DDI: An Institutional Construct, Not a Theory

Stephen Yearwood
4 min readJun 18, 2021

changing the existing economy from relativistic to mechanistic

Photo by Aaron Barnaby on Unsplash

In economics as in the physical sciences, theories involve predictions: if this occurs, then that will occur. In science, theorizing has sought to explain how that which is observed in this world came to be. In economics, theory seeks to predict what will result, given some change to what is. Economists’ attempts at accurate predictions are as infamous as they are unceasing.

Once exception to that general rule in the physical sciences is meteorology. More similar to economics, it seeks to predict what will be in the future as a result of what is going on in the present. In meteorology, though, human beings have no immediate control over any of the variables that determine what the weather will be. We can, it turns out, influence the climate, but the weather is something humans are hard-pressed to predict with any accuracy; there is no influencing, much less determining outcomes there.

On the other hand, human beings determine everything that happens in the the economy (the process of producing and acquiring goods and services). Everything that happens in it is the result of some choice being effected: some decision-maker choosing among perceived alternatives and taking action to bring that choice to fruition. Those individual choices are the subject of ‘microeconomics’; the cumulative effect of those choices is the subject of ‘macroeconomics’. [The bit about ‘effecting choices’ comes from Warren J. Samuels.]

There are some choices that are intended to influence the economy as a whole. The central bank and government can effect such choices. In those cases economists are called upon to predict what will happen if one or the other enacts some change in policy: raising or lowering interest rates, raising or lowering taxes rates, etc. Like the weather, such predictions are almost impossible to get exactly right.

To be fair, there are understandable reasons why economists are so well-known for being such poor prognosticators.

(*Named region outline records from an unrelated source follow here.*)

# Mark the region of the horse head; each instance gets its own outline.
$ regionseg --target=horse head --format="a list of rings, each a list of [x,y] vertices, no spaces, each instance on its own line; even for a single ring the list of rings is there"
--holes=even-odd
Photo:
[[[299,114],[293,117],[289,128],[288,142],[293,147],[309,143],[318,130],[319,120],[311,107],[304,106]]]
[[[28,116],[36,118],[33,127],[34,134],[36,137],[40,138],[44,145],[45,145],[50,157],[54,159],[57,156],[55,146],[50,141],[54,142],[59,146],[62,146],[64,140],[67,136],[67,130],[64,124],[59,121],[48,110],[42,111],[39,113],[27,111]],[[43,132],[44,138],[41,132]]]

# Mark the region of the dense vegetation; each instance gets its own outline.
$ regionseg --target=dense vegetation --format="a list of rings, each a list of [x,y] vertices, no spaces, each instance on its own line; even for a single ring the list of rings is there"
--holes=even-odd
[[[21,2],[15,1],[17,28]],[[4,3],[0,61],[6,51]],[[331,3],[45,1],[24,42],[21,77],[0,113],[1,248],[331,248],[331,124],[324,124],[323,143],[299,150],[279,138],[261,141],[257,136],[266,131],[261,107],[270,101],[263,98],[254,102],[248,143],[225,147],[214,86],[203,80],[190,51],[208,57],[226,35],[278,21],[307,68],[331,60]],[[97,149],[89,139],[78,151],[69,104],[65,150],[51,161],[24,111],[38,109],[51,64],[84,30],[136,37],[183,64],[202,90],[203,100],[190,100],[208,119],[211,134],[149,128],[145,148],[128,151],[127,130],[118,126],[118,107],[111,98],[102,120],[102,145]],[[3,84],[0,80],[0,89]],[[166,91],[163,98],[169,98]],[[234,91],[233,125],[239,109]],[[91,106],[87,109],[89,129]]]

Like the weather, all of the variables in the economy are interdependent: a change in any variable will cause changes in all other variables. That is the definition of a chaotic system, one that avoids equilibrium like a ‘playa’ avoids commitment: it never settles into a stable set of relationships, but is “like a circus wheel, changing all the time,” as a song puts it. On top of that, the economy, as noted, is all about human beings making decisions, which we all know can happen for any reason or no reason at all — even contrary to all reason.

I am an economist by training. I have been writing for some time about a DDI: a “democratically distributed income.” I routinely enumerate the outcomes for society that a DDI would produce: the existing economy would become fully self-regulating, with no unemployment, no poverty, no taxes, no public debt, and an increase in sustainability (all accomplished, by the way, without redistributing anything or imposing any limit on income/wealth). It even has built-in safeguards against inflation.

So far as I know, only one person other than I has advocated for instituting a DDI. I am vexed by that. I would like very much to live in a nation with a DDI.

I also wonder why it is so. Why do people — people who have purported to care about one or more of the outcomes cited — ignore this solution to all of those problems? It is contrary to all reason.

It has occurred to me (finally) that people might confuse those outcomes with theoretical predictions. They are not outcomes predicted by theory. They are the absolutely, positively irrefutable outcomes of an institutional construct.

Albert Einstein famously changed our understanding of the Universe. Before, it was thought to operate like a machine. Specifically, all bodies were thought to be governed by a force called ‘gravity’. Einstein found instead that all bodies mutually affect all other bodies (though most of those effects are vanishingly small) by warping the space-time continuum: gravity is a relativistic thing, not a mechanistic thing.

The existing economy is relativistic: as mentioned, all of the variables in the economy affect and are affected by one another. Implementing a DDI would make it mechanistic: the previously enumerated outcomes would follow from a DDI like day follows from night.

How can that be?

Instead of all of the variables in the economy being interdependent, there would be one variable that would not be affected by any other variable in it. That variable would be money (as currency). It would affect — actually, govern (passively but effectively) — all other variables, but would not be affected by any of them.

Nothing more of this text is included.